VwSen-106186/2/Ga/Fb Linz, am 23. März 1999 DVR.0690392

E r k e n n t n i s

Der unabhängige Verwaltungssenat des Landes Oberösterreich hat durch das Mitglied Mag. Gallnbrunner über die Berufung des M M, vertreten durch Mag. M S, Rechtsanwältin in N, gegen das Straferkenntnis der Bezirkshauptmannschaft Braunau am Inn vom 2. Februar 1999, VerkR96-6438-1997-Pre, wegen Übertretung von kraftfahrrechtlichen Vorschriften betreffend die Verwendung der Schaublätter, zu Recht erkannt: Der Berufung wird stattgegeben; das angefochtene Straferkenntnis (Faktum 2.) wird aufgehoben und das Verfahren eingestellt. Rechtsgrundlage: § 66 Abs.4 AVG. §§ 24; 45 Abs.1 Z1, 51 Abs.1, 51c, 66 Abs.1 VStG.

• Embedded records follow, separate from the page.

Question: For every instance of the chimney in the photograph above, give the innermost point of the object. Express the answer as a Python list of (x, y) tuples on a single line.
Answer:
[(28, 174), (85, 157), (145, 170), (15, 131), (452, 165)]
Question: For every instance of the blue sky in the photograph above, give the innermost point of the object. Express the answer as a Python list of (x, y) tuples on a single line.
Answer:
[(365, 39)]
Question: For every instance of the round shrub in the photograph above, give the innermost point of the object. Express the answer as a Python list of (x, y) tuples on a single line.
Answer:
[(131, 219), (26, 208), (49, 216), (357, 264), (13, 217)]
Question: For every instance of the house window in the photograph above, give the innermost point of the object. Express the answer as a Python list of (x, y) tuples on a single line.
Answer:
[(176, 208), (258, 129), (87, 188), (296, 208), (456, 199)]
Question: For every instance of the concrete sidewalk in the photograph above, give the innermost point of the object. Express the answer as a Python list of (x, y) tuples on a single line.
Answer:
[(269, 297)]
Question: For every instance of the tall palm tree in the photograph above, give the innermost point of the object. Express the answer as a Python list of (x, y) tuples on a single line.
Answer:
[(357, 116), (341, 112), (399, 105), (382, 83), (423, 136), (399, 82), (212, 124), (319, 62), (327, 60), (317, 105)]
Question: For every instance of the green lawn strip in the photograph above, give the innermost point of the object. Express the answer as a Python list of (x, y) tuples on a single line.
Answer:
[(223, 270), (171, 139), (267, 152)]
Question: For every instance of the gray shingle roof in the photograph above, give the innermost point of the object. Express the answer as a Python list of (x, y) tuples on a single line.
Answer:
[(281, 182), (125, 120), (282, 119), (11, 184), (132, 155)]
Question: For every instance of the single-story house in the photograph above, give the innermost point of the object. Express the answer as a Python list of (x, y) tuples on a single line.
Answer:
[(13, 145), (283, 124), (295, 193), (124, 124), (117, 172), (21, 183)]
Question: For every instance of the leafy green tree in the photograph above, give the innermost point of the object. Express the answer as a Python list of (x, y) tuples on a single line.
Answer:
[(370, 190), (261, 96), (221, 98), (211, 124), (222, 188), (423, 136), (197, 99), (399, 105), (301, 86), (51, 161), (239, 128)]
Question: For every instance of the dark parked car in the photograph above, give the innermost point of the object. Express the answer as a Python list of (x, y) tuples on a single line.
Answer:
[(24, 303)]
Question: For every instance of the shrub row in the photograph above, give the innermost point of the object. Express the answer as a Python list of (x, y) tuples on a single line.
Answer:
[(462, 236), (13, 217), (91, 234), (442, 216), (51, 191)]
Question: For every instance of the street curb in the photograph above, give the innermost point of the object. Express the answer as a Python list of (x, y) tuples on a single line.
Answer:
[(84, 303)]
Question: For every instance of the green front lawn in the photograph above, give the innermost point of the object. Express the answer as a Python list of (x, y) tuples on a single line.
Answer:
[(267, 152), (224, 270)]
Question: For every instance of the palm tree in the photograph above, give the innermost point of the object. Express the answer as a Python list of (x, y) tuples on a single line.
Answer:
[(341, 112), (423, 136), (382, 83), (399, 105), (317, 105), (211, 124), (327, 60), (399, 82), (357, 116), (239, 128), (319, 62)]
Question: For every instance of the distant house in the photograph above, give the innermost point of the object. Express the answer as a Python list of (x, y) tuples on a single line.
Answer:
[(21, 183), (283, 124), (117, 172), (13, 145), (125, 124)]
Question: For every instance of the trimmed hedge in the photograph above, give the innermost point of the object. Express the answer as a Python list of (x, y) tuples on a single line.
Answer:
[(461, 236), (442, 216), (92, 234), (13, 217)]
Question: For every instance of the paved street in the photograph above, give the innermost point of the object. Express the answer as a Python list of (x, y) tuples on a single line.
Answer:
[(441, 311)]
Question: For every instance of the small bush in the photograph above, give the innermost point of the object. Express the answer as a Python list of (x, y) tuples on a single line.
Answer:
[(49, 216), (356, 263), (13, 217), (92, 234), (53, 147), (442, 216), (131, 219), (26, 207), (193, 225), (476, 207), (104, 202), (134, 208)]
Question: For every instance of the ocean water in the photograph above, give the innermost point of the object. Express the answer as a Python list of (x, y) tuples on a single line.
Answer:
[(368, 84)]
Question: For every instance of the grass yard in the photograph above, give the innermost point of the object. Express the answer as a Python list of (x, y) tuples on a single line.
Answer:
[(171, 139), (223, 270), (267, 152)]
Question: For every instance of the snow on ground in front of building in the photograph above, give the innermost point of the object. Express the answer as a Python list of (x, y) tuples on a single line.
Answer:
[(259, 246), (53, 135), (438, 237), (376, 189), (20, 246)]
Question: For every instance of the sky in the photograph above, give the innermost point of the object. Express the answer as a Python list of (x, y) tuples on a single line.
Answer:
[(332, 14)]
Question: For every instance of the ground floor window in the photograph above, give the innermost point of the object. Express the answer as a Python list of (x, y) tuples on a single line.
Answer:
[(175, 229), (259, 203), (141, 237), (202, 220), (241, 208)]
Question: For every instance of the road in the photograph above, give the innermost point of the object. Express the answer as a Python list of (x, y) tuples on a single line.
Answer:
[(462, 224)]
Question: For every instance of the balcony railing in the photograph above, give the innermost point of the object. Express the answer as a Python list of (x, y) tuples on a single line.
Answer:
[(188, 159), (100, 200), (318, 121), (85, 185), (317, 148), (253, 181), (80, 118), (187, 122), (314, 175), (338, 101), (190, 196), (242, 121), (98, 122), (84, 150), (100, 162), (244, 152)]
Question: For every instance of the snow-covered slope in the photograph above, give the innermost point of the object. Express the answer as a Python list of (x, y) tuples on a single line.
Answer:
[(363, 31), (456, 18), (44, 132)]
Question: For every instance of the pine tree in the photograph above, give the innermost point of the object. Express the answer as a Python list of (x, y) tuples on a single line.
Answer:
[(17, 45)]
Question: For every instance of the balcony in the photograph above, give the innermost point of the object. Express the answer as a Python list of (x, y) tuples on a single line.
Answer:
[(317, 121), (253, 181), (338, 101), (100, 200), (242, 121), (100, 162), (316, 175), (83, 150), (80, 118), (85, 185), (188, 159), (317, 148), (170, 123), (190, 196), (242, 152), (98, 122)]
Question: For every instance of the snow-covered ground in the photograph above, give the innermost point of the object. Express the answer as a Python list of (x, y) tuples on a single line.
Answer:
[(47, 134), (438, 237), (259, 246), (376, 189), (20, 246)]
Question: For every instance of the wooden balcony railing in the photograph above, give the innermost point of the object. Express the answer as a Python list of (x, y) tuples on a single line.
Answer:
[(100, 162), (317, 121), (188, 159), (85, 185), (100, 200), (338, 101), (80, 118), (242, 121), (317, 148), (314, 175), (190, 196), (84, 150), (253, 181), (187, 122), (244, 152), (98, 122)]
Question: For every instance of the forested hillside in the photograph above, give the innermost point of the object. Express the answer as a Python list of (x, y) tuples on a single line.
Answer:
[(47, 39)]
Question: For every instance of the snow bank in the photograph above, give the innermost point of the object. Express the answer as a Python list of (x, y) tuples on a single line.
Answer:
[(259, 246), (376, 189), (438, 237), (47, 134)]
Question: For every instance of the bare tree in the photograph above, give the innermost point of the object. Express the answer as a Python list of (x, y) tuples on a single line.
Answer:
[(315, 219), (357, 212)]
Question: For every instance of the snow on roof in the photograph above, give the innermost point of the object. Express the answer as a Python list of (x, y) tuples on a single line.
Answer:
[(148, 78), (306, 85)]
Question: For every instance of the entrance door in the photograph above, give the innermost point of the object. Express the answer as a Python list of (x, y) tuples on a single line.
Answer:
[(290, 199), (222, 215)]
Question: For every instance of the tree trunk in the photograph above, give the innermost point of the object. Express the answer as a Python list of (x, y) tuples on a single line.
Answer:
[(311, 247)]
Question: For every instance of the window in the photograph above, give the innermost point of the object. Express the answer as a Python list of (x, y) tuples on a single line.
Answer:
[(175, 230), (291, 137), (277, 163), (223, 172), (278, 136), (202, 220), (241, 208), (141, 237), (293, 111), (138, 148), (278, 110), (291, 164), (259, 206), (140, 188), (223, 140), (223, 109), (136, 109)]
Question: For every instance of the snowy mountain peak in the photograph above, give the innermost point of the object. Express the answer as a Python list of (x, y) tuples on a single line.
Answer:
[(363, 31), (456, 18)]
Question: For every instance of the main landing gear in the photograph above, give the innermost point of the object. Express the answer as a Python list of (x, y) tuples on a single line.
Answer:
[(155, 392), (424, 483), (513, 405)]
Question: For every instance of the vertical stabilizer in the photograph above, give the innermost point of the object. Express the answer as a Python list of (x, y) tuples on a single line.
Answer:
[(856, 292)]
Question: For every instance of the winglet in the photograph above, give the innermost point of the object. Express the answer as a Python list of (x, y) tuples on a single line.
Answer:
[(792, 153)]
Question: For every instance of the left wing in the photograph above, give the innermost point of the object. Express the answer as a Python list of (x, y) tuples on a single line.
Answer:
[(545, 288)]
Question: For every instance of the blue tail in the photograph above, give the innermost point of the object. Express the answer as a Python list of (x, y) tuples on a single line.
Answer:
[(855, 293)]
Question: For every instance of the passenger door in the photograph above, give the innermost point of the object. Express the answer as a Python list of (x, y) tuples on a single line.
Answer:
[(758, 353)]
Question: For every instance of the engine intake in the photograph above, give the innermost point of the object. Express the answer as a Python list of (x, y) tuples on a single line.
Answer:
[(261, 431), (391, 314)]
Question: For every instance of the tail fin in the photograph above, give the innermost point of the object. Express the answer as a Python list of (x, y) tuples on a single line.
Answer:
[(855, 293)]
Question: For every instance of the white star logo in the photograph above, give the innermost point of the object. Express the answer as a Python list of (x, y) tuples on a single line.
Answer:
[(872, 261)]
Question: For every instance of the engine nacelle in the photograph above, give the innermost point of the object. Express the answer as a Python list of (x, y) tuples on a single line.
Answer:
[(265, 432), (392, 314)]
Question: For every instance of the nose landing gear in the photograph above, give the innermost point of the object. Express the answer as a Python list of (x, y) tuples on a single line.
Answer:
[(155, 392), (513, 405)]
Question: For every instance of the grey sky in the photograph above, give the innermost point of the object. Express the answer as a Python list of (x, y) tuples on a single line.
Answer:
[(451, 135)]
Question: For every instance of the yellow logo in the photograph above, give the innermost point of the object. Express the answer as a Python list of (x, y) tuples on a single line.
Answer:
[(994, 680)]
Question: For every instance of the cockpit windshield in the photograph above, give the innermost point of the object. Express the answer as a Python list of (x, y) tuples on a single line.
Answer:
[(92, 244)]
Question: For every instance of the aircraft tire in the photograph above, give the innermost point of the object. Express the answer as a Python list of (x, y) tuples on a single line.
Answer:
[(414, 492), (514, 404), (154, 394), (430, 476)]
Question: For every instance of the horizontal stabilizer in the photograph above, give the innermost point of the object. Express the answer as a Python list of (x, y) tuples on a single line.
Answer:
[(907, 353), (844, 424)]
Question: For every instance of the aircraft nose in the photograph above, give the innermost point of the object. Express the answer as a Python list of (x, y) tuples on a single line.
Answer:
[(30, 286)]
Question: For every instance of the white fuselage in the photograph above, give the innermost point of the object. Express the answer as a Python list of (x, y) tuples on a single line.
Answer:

Entscheidungsgründe: Mit Faktum 2. des angefochtenen Straferkenntnisses wurde der Berufungswerber für schuldig befunden, er habe, wie im Zuge einer Kontrolle am 24. April 1997 um 18.20 Uhr bei der Grenzkontrollstelle B des durch Kennzeichen bestimmten Lkw mit Anhänger, mit einem höchstzulässigen Gesamtgewicht von mehr als 3,5 t, festgestellt worden sei, als Lenker dem zuständigen Kontrollbeamten auf Verlangen das Schaublatt für den letzten Lenktag der Vorwoche sowie das Schaublatt "vom 21.07.1997" (gemeint: 21. April 1997) nicht ausgehändigt. Dadurch habe er Art.15 Abs.7 EG-VO 3821/85 idgF. verletzt. Über ihn wurde gemäß § 134 Abs.1 KFG 1967 eine Geldstrafe von 1.000 S (Ersatzfreiheitsstrafe: 48 Stunden) kostenpflichtig verhängt.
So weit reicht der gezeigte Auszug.